# 3. Python Built-in Data Structure

## List

Python lists are very versatile containers (boxes) that are extremely userful in many circumstances. A list in Python, defined using brackets `[]`, is an ordered collection of objects that can contain arbitrary numbers of Python objects, such as strings, integers, floats, lists or others. All these data points can be accessed using numerical index.

1. Create Python list
2. Access, modify, and delete list elements
3. Merge lists
4. Use the slicing synatx to operate on sublists
5. Loop over lists

### Create a list

In [1]:
city = ["Lancaster", "Warwick", "Lancaster", "Bath"]

### Access list elements

Python follows C's convention of starting from zero as numerical index. This means, if we have a list of length $n$, the first element of the list is at index $0$ (think of location), the second is at index $1$, and so on and so forth.
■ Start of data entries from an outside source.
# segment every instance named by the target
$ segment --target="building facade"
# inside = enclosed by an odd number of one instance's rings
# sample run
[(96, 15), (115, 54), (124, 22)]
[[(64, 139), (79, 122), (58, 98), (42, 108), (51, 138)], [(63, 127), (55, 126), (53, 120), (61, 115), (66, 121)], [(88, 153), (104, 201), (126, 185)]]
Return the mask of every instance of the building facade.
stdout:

So be careful that, the last element of the list will be at index $n-1$.

To get the **first** element in the above list, we type:

In [2]:
# Python is inspired by C
# follows C's convention that index starts with 0
city[0]

'Lancaster'

How about the **last** element?

In [3]:
city[-1]

'Bath'

#### A simple loop

#### mix of strings and numbers

In [4]:
mix = [1, [2, 3], 'Python rocks!', True]

#### manipulate lists

In [9]:
# add a single element to the end of the list
city.append('Manchester')
print(city)

['Oxford', 'Lancaster', 'Warwick', 'Lancaster', 'Bath', 'Manchester', 'York', 'Edinburgh', 'Manchester']


In [10]:
# insert an element into a specific location
city.insert(0, "Cambridge")
print(city)

['Cambridge', 'Oxford', 'Lancaster', 'Warwick', 'Lancaster', 'Bath', 'Manchester', 'York', 'Edinburgh', 'Manchester']


In [11]:
# update an element
city[0] = "Oxford"

In [12]:
# add another list
city.extend(['York', 'Edinburgh'])
print(city)

['Oxford', 'Oxford', 'Lancaster', 'Warwick', 'Lancaster', 'Bath', 'Manchester', 'York', 'Edinburgh', 'Manchester', 'York', 'Edinburgh']
['Oxford', 'Oxford', 'Lancaster', 'Warwick', 'Lancaster', 'Bath', 'Manchester', 'York', 'Edinburgh', 'Manchester', 'York', 'Edinburgh', 'Liverpool', 'Glasgow']


In [None]:
# or just + sign
city = city + ['Liverpool', 'Glasgow']
print(city)

In [13]:
# delete element by index
del city[0]
print(city)

['Oxford', 'Lancaster', 'Warwick', 'Lancaster', 'Bath', 'Manchester', 'York', 'Edinburgh', 'Manchester', 'York', 'Edinburgh', 'Liverpool', 'Glasgow']


In [14]:
# or by value
city.remove("Glasgow")
print(city)

['Oxford', 'Lancaster', 'Warwick', 'Lancaster', 'Bath', 'Manchester', 'York', 'Edinburgh', 'Manchester', 'York', 'Edinburgh', 'Liverpool']


In [15]:
# sort list
city.sort()
print(city)

['Bath', 'Edinburgh', 'Edinburgh', 'Lancaster', 'Lancaster', 'Liverpool', 'Manchester', 'Manchester', 'Oxford', 'Warwick', 'York', 'York']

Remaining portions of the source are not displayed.